Read a file in buffer from FTP python

Question 1

Make sure to login to the ftp server first. After this, use retrbinary which pulls the file in binary mode. It uses a callback on each chunk of the file. You can use this to load it into a string.

from ftplib import FTP
ftp = FTP('ftp.ncbi.nlm.nih.gov')
ftp.login() # Username: anonymous password: anonymous@

# Setup a cheap way to catch the data (could use StringIO too)
data = []
def handle_binary(more_data):
    data.append(more_data)

resp = ftp.retrbinary("RETR pub/pmc/PMC-ids.csv.gz", callback=handle_binary)
data = "".join(data)

Bonus points: how about we decompress the string while we're at it?

Easy mode, using data string above

import gzip
import StringIO
zippy = gzip.GzipFile(fileobj=StringIO.StringIO(data))
uncompressed_data = zippy.read()

Little bit better, full solution:

from ftplib import FTP
import gzip
import StringIO

ftp = FTP('ftp.ncbi.nlm.nih.gov')
ftp.login() # Username: anonymous password: anonymous@

sio = StringIO.StringIO()
def handle_binary(more_data):
    sio.write(more_data)

resp = ftp.retrbinary("RETR pub/pmc/PMC-ids.csv.gz", callback=handle_binary)
sio.seek(0) # Go back to the start
zippy = gzip.GzipFile(fileobj=sio)

uncompressed = zippy.read()

In reality, it would be much better to decompress on the fly but I don't see a way to do that with the built in libraries (at least not easily).

Question 2

There are two easy ways I can think of to download a file using FTP and store it locally:

Using ftplib:

from ftplib import FTP

ftp = FTP('ftp.ncbi.nlm.nih.gov')
ftp.login()
ftp.cwd('pub/pmc')
ftp.retrbinary('RETR PMC-ids.csv.gz', open('PMC-ids.csv.gz', 'wb').write)
ftp.quit()

Using urllib

from urllib import urlretrieve

urlretrieve("ftp://ftp.ncbi.nlm.nih.gov/pub/pmc/PMC-ids.csv.gz", "PMC-ids.csv.gz")

If you don't want to download and store it to a file, but you want to process it gradually as it comes, I suggest using urllib2:

from urllib2 import urlopen

u = urlopen("ftp://ftp.ncbi.nlm.nih.gov/pub/pmc/readme.txt")

for line in u:
   print line

which prints your file line by line.

Question 3

That is not possible. To process data on the server, you need to have some sort of execution permissions, be it for a shell script you would send or SQL access.

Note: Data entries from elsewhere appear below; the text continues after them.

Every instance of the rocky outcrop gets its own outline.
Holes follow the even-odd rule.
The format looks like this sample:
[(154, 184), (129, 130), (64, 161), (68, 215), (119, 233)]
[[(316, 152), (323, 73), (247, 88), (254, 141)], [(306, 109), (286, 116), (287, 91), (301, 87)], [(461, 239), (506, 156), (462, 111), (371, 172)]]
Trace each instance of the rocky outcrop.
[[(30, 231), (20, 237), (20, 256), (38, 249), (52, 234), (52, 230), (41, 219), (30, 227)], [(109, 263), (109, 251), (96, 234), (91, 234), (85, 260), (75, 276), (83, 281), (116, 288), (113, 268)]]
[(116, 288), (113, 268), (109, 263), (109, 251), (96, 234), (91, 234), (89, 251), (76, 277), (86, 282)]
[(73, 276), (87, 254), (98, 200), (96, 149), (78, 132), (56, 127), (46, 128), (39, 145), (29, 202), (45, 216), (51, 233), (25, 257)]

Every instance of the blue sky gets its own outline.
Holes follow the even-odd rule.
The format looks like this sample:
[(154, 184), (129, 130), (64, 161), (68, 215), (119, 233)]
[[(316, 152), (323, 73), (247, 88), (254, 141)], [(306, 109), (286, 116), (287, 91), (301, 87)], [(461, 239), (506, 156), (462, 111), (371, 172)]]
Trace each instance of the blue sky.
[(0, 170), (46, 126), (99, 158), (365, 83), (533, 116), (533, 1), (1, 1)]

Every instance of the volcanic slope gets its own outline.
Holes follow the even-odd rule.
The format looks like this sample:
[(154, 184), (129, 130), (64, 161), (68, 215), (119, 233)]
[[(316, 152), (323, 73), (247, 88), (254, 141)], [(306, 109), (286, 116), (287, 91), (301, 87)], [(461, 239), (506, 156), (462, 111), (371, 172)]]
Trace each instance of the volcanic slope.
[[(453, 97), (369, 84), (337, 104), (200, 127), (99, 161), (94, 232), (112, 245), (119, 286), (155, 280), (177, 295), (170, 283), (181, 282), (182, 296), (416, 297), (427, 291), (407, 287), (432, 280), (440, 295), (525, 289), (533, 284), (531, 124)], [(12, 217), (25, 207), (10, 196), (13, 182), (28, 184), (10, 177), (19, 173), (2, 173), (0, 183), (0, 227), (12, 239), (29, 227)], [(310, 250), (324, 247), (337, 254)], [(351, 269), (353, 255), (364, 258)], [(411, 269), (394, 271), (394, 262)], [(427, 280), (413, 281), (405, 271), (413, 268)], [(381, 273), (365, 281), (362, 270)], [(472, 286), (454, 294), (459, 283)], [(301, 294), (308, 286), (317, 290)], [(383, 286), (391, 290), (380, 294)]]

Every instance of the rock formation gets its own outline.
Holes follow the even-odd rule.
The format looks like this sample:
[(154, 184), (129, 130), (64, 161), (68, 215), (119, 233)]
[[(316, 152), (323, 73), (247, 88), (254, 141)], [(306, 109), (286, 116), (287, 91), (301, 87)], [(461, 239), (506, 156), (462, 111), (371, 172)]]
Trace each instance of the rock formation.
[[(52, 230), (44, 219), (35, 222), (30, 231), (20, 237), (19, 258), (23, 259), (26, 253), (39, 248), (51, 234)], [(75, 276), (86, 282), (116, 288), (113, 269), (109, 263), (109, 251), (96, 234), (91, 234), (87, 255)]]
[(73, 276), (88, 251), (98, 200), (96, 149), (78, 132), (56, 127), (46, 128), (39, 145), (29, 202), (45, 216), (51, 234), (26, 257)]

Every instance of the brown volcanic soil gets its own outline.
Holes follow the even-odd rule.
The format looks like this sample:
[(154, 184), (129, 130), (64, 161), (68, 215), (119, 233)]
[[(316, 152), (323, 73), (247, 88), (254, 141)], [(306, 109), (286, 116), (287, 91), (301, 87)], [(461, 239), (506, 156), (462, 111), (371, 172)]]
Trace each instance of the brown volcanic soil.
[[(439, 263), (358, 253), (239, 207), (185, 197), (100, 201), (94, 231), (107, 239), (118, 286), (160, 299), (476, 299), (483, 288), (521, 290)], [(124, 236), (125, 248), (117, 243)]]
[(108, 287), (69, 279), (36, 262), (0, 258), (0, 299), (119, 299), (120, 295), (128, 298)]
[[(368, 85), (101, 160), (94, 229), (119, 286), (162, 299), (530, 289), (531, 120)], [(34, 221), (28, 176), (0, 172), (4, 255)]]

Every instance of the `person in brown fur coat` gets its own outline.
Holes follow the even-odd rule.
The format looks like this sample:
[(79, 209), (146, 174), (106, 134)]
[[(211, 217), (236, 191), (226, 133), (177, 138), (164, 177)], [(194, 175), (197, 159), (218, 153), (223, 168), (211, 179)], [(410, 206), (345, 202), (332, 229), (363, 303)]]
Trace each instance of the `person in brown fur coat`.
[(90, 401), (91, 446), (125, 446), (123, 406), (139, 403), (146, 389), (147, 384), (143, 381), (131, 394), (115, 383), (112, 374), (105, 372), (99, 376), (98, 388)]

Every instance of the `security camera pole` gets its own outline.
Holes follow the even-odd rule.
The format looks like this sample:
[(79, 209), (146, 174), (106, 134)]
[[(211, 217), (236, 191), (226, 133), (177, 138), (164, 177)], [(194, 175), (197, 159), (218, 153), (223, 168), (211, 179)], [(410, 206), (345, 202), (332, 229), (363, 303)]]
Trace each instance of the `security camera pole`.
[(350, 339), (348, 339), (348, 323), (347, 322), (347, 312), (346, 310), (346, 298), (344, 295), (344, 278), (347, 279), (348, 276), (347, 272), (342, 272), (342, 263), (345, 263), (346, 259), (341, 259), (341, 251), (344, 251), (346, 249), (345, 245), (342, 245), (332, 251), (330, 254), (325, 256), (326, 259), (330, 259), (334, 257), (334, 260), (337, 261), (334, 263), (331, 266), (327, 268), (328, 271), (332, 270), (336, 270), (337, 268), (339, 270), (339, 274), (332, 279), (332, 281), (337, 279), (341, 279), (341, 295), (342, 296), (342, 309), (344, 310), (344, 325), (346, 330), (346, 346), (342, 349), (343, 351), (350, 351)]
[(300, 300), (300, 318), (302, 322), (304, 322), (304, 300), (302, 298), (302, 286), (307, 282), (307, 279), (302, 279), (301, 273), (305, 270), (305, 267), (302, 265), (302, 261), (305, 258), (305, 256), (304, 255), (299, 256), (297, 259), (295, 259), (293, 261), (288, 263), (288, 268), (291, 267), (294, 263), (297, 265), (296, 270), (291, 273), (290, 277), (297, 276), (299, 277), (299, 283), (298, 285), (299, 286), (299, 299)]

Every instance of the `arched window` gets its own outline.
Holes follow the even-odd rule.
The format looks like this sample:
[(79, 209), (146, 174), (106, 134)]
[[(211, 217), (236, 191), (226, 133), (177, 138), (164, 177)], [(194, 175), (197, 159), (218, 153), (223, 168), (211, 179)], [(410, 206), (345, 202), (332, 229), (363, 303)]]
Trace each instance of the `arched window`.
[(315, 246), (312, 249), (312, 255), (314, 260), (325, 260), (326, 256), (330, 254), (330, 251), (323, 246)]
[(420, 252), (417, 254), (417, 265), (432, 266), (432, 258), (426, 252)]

FTP is pure file transfer, no execution allowed. You will need either to enable SSH access, load the data into a Database and access that with queries or download the file with urllib then process it locally, like this:

import urllib
handle = urllib.urlopen('ftp://ftp.ncbi.nlm.nih.gov/pub/pmc/PMC-ids.csv.gz')
# Use data, maybe: buffer = handle.read()

In particular, I think the third one is the only zero-effort solution.